The Big Sick has an impressive structure. We soon understand that Kumail and Emily’s relationship —and their break-up — is a ruse of sorts; that it’s a gateway to something bigger: understanding how people of different cultures come together. This motif is beautifully explored in the relationship between Kumail and Emily’s parents, transitioning from cold indifference to heartfelt companionship. It’s also worthwhile noting that many Bollywood romantic dramas, most notably Dilwale Dulhania Le Jayenge, have gone the same route, emphasizing the foundation of an Indian (or, as is the case here, Pakistani) marriage: that it’s essentially a meeting of families. But, at the same time, The Big Sick is fundamentally different. Here, the film’s hero, Kumail, finds himself disconnected from his family even though he loves them, and instead, finds compassion, acceptance, and solace in someone else’s family, among people of a different country, different culture. It’s refreshing to see that a romantic drama isn’t just about romance, that it’s also about something fundamental, something humane: how we should see and treat the ‘other’.

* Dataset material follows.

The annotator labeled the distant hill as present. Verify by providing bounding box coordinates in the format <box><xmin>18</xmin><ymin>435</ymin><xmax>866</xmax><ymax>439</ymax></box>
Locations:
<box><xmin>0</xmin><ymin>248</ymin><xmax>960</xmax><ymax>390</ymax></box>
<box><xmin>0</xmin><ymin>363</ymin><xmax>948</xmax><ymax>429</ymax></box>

We live in times of blatant xenophobia (evident not just in India and Pakistan, but also the U.S.) and, for that precise reason, The Big Sick’s sincerity is admirable. And yet, that alone cannot make it a good film. The Big Sick is ironically let down by the man responsible for it: Kumail. For someone who is the centrepiece of a movie, Kumail’s acting is astoundingly pedestrian. Kumail displayed reasonable comic talent in Silicon Valley, the TV series. However, in The Big Sick, Kumail, for the most part, looks terribly out of depth. Even the comedic scenes, his forte, don’t help his cause (his straight-faced acts, in particular, do not work). He is especially shoddy in scenes that require emotional heavy lifting, frequently causing you to tune out of the film. However, you can at least see Kumail and filmmaker Michael Showalter’s intent here; some scenes look deliberately off-key, informed by awkward pauses, stilted dialogues, as if trying to mimic the rough edges of life, but they feel unconvincing, unsatisfying. Kumail’s performance is all the more disappointing because the rest of the cast—Kazan, Romano, and Hunter—puts up an impressive show. Romano, in particular (playing the role of Emily’s father who has a soft-spot for Kumail), is easily the best part about The Big Sick, lending much-needed weight to this film. (Even Kher, otherwise an assured performer, is just about okay.)
The film also lacks a solid central conflict, which flattens it out and makes it less compelling. Had it been a character-driven piece, that wouldn’t have been a problem, but The Big Sick is primarily a story-driven drama, where the stakes feel frequently absent (or, at least, less pressing). But, more importantly, The Big Sick disappoints because it fails to go the whole hog. Several key scenes edge near a moment of revelation (where we’re about to understand the characters or their situations better) before getting cut short abruptly. It’s a bizarre filmmaking choice where the director and the writers want to keep the audiences at a distance from the movie. The Big Sick lets go of its strange preoccupation only in the last 10 minutes, but by then it’s too late.
We need progressive politics more than ever in cinema—that’s not even up for debate. But we can’t compromise on good filmmaking. Because there’s a whole world between intent and execution.